Della Fletcher v. Frank M. Hand , 358 F.2d 549 ( 1966 )


Menu:
  • McGOWAN, Circuit Judge.

    In this suit for alleged negligence by a physician in the treatment of a hip fracture suffered by appellant, the District Court elected to try first an affirmative defense of release. After the taking of evidence on this issue, the court directed a verdict for the appellee doctor. This appeal is from that action. We affirm, although we emphasize that, as will be more fully set forth hereinafter, we act solely by reference to Virginia law.

    I

    On January 14, 1956, appellant, while babysitting for her daughter at the latter’s home in Virginia, had injured her knee. In a suit filed by appellant against her daughter in a Virginia state court on October 2, 1957, she alleged that this injury was due to her daughter’s negligence in placing a magazine rack in such a position as to present a hazard to appellant. The record before us reflects negotiations with the daughter’s insurance carrier which eventuated in a payment by it of $9000.00 to appellant and a consequent dismissal of the Virginia suit without trial on May 15, 1958. As a part of this settlement, appellant executed and delivered the release relied upon here.1

    On July 14, 1957 — some months before the Virginia lawsuit was instituted —appellant fell and sustained the hip fracture. Appellee, who had treated her without complaint for the knee injury, also served as her attending physician in respect of the hip injury. It appears to have been appellant’s belief that the fall causing the hip fracture was due to her injured knee. The record indicates that she said as much to appellee on the day of the fracture, and also at a later date to a doctor for the daughter’s insurance carrier. In any event, there was put in evidence in the District Court the motion for judgment for $25,000 filed by appellant in her Virginia suit. In relating the damages caused by her daughter’s asserted negligence, she stated that “[A]s a further result of said accident, [appellant’s] knee gave way on, to-wit, July 14, 1957, and she fell and broke her hip.” This was immediately followed by the prayer for relief in these terms: “Wherefore by reason of the premises, the undersigned has been injured and suffered damages in the amount of $25,-000.00.”

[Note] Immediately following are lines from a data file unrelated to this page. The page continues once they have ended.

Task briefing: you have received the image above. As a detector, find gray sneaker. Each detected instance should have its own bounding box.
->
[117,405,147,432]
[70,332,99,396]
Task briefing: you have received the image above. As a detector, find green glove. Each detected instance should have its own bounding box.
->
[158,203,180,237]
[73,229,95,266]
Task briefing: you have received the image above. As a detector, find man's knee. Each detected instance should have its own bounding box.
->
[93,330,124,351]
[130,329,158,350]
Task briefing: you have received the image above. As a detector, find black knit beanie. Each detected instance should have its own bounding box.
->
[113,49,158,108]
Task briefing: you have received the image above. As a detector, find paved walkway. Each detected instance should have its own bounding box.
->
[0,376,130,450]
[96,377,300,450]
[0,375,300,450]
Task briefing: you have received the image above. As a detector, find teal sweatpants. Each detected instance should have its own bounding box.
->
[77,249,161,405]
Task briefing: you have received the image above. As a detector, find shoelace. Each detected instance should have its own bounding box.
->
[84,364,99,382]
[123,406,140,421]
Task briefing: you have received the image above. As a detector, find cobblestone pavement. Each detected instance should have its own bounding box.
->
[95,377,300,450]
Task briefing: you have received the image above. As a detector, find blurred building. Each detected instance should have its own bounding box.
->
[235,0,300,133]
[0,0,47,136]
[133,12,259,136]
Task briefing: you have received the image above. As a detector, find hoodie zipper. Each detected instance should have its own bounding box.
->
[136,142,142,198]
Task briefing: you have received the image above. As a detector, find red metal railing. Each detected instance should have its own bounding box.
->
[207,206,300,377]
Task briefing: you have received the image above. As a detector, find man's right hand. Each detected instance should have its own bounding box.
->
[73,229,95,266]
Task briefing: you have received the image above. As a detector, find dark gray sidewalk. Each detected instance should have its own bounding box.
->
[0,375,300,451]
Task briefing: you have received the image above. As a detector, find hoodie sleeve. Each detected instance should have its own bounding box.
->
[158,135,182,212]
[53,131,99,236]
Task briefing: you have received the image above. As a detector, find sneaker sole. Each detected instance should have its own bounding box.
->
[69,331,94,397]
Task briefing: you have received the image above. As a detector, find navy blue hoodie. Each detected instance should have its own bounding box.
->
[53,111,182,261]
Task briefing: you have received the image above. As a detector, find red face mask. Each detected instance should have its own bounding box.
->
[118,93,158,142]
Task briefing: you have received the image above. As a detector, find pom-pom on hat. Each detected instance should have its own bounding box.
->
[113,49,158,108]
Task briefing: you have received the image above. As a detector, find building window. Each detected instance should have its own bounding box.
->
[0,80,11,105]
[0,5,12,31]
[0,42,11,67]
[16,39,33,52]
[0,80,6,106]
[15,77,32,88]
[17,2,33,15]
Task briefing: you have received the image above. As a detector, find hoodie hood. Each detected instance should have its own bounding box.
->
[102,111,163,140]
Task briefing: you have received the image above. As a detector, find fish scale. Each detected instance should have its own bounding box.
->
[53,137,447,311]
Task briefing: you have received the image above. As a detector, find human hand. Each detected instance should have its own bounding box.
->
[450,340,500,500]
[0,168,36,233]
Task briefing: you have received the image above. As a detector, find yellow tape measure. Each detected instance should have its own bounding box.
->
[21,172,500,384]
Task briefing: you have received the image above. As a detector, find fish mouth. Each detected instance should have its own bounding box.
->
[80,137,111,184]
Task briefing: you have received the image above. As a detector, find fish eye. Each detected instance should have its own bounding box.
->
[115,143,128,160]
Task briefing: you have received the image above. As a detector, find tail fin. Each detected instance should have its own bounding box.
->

    In a review of his client’s situation in connection with the settlement negotiations, appellant’s Virginia lawyer asked appellee for a current medical report. This was supplied in the form of a letter, dated February 12, 1958. After reciting appellant’s initial representation to him that it was the knee injury which led to the hip fracture, appellee concluded his report as follows:

    Following a thorough review of this case a re-evaluation of the amount of permanent-partial disability has been determined. It is *551my opinion, considering the factors of previous disability to left knee; union, contour and function obtained, that a fifty (50) per cent permanent partial disability, involving the entire left lower extremity, exists at this time as a result of injuries sustained on January 15, 1956 and July 14, 1957.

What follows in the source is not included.